第二天夜楓醒來的時候又是下午了,連續半個月的晚睡晚起讓他很不適應。
天空中淅瀝瀝地下着小雨。黑沉沉的雲層下,雨滴緩慢落下,在秋風中左右搖擺,帶着冰涼的感覺。夜楓似乎並不喜歡綿綿的秋雨。它沒有春雨的滋潤,也沒有夏雨的清涼。反而給一種無限淒涼、惆悵的感覺。
秋歌和孟班長待在公司並沒有出工。
“班長,你們不去接華哥嗎?”
孟班長端着一鍋饅頭:“人家昨天晚上就出來了,現在跟阿譯在倉庫呢。聽說他找你有事,要不跟我一起去看看?”
“出來啦?”
夜楓覺得程華肯定有事,不然的話不會半夜離開醫院,按照計劃是今天早上去接。三個人來到倉庫的時候,阿譯正在給程華換藥,夜仙兒端着盤子在一邊伺候。
“還真有點醫院的樣子!”
程華笑着朝夜楓打招呼:“夜楓,你小子行!我纔出門兩天,家裡發生了這麼多的事情。
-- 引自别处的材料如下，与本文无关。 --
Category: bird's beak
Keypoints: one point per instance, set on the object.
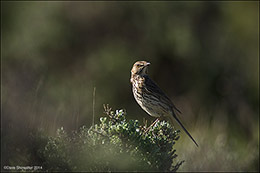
(147, 64)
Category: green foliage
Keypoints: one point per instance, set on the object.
(113, 145)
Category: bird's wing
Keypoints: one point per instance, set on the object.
(153, 88)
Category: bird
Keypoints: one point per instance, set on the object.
(151, 98)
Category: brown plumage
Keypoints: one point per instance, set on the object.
(150, 97)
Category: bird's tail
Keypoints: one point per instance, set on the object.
(175, 118)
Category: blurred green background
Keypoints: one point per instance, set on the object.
(204, 55)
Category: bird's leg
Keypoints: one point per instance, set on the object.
(151, 125)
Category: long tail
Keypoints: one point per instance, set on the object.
(174, 116)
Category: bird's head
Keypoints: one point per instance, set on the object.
(140, 68)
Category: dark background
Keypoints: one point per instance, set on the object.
(204, 55)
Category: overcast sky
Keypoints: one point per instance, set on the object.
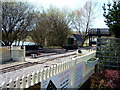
(74, 4)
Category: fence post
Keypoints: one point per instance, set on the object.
(23, 82)
(33, 79)
(28, 80)
(38, 77)
(73, 73)
(4, 86)
(17, 82)
(11, 84)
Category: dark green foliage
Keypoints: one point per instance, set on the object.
(112, 17)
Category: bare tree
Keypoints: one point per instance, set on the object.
(50, 28)
(82, 19)
(17, 18)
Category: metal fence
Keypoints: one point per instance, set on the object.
(108, 52)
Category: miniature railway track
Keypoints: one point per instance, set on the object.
(27, 64)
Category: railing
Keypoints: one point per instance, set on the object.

”
“華哥,你怎麼半夜就跑出來了?”
“不出來不行啊,人家拿着槍攆人。醫院都打砸一空,留着病人幹什麼?不過也好,現在把醫院搬到家裡了,我就安安心心地養病。”
程華爽朗的一笑,接着皺起了眉頭:“醫院裡面的那個護工你還記得吧,我覺得這事比較麻煩。”
“你是說姜峰嗎,他怎麼了?”
“這小子把你們賣了,還說聽出了你的聲音,現在正滿世界找你!!”
程華顯得很關切:“所以我的意思,你最近最好不要出門。他現在要不找到你,黃金龍就會弄死他!”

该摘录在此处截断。